Unlocking performance, scalability, and cost-efficiency of Zomato’s Billing Platform by switching from TiDB to DynamoDB

This post is co-authored with Neha Gupta & Kanica Mandhania from Zomato.

Zomato, an India-based restaurant aggregator, food delivery, and dining-out company, operates in over 1,000 cities and lists more than 350,000 restaurants. Since its inception in 2008, Zomato has grown tremendously, both in scope and scale—and has emerged as the leading market player in India’s food tech industry. As the demand for online food ordering continues to grow, Zomato recognizes the importance of innovation in meeting scalability requirements.

Considering the nature of our business, customer traffic is primarily concentrated during meal times, leading to notable differences in workload between peak and non-peak hours. Additionally, on special occasions like Diwali and New Year’s Eve, Zomato experiences massive traffic surges with significantly higher spikes compared to regular days. Therefore, it’s crucial for Zomato to select a database that ensures consistent low latency, regardless of scale, and possesses the capability to handle traffic spikes without the need for expensive overprovisioning during periods of lower activity.

In this post, we explain the primary factors that prompted Zomato to transition away from relational databases and TiDB to Amazon DynamoDB, a fully managed, serverless, key-value NoSQL database. This enabled us to effectively manage traffic spikes without the need for costly overprovisioning during periods of reduced activity and even lower total cost of ownership (TCO).

Zomato’s Billing Platform

Zomato’s Billing Platform is accountable for managing post-order processes, primarily focusing on maintaining ledgers and handling payouts for various business verticals such as Online Ordering, Dining Out, Blinkit, Hyperpure, and Feeding India. This platform effectively handles the distribution of payments to restaurant partners and riders at a large scale.

At the time of writing this post, Zomato’s Billing Platform processes around 10 million events on a typical day. This results in approximately 1 million payments on a weekly basis. Because generating invoices and processing payments is a mission-critical function for Zomato, the availability and resiliency of the billing system is important for the success of our business.

The Zomato Billing Platform architecture follows an asynchronous messaging approach using Kafka for integrating independent microservices in a loosely coupled manner to operate at scale and evolve independently and flexibly. The platform act as both producers and consumers of kafka events consuming billing order, processing it and producing processed ledger for various business use cases. The following diagram illustrates the legacy architecture. Zomato billing platform architecture

Zomato Billing Platform used TiDB, an open source distributed SQL database that supports online transaction processing (OLTP) and online analytical processing (OLAP) workloads. It combines the scalability of NoSQL databases with the ACID compliance of traditional relational databases. Its distributed architecture enables horizontal scalability, fault tolerance, and high availability. The TiDB system comprises multiple components that communicate with each other to form a complete system.
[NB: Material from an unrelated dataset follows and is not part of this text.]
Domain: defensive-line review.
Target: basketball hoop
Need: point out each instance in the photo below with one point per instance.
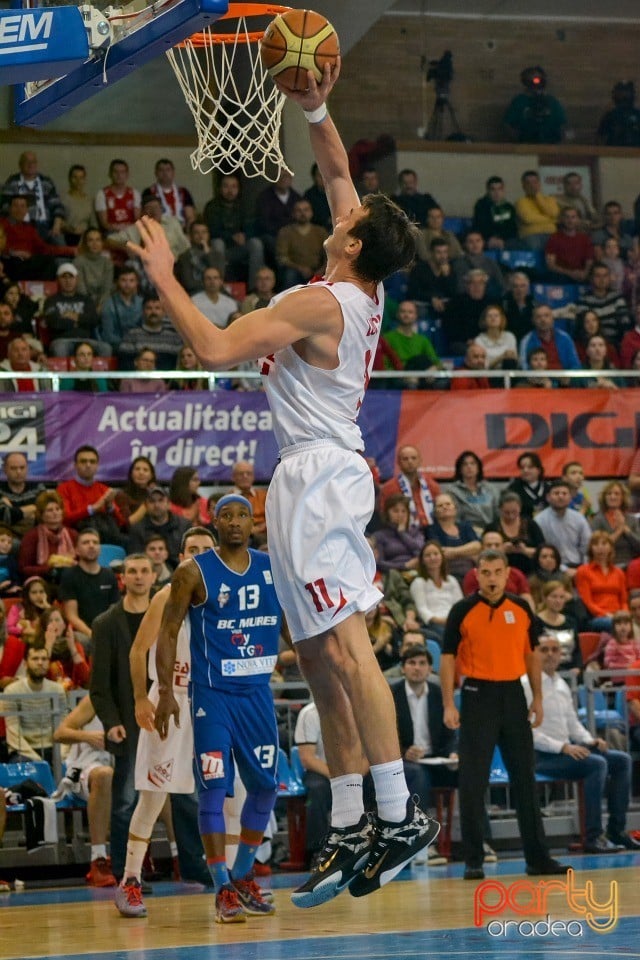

The following key components of the TiDB system need to be maintained:

TiDB server – The TiDB server serves as a stateless SQL layer, providing external access through the MySQL protocol. It can be scaled horizontally and offers a unified interface through load balancing components.
Placement Driver server – The Placement Driver (PD) server manages metadata and data scheduling commands within the cluster. It acts as the brain of the cluster by storing metadata and dynamically assigning data distribution tasks to TiKV nodes based on real-time reports.
TiKV server – The TiKV server is responsible for distributed data storage and functions as a transactional key-value storage engine.
TiFlash server – The TiFlash server is a specialized columnar storage server optimized for fast analytical processing, storing data in columns for improved performance.

Challenges with the original design

Zomato initially incorporated TiDB into original design to manage our OLTP workloads. The decision to use TiDB was based on the expertise of Zomato’s engineering team in the relational model and MySQL, as well as its ability to horizontally scale and meet scaling needs.

Over the years, the scale at which Zomato operates had grown tremendously, and with the addition of Blinkit and HyperPure, we also needed our billing platform to be multi-tenant. We faced several challenges while scaling and maintaining our TiDB database:

As our operations expanded, we faced challenges in handling schema changes and observed a decline in query performance, particularly in larger tables with billions of rows and terabytes of data. Furthermore, performance issues arose with certain workloads involving subqueries or joining numerous tables.
The distributed nature of TiDB introduced additional complexity compared to single-node databases. One such example is adding nodes with larger storage capacity to a balanced cluster for scalability. This resulted in the designated node becoming the primary for write operations, leading to higher CPU usage and negatively impacting the overall performance of the service. This, in turn, led to poor service level agreements (SLAs), a compromised customer experience, and delayed payments.
We expanded our cluster size from 5 nodes to 25 nodes in both the primary and replica clusters to accommodate the growing scale and data. Additionally, during peak days with anticipated high traffic, the infrastructure was manually scaled up and kept overprovisioned to prevent performance issues. All this led to an increase in TCO and made it a less scalable solution.
We opted for TiDB when TiDB cloud was not launched. Because the TiDB database was self-managed, our team took on the majority of the heavy lifting to ensure its reliable operation. This included tasks like synchronizing replicas, monitoring storage, adding extra nodes, and backup management. Migrating to newer versions also required tremendous effort and time. Over time, all these factors combined became an overhead for our teams.
As the size of the database grew, the backup tasks experienced longer completion times due to the larger volume of data being processed. This added delay in the overall backup process and led to a situation where we were unable to meet our agreed SLAs.

Why DynamoDB

DynamoDB is a serverless, NoSQL, fully managed database service with single-digit millisecond response times at any scale, enabling you to develop and run modern applications while only paying for what you use.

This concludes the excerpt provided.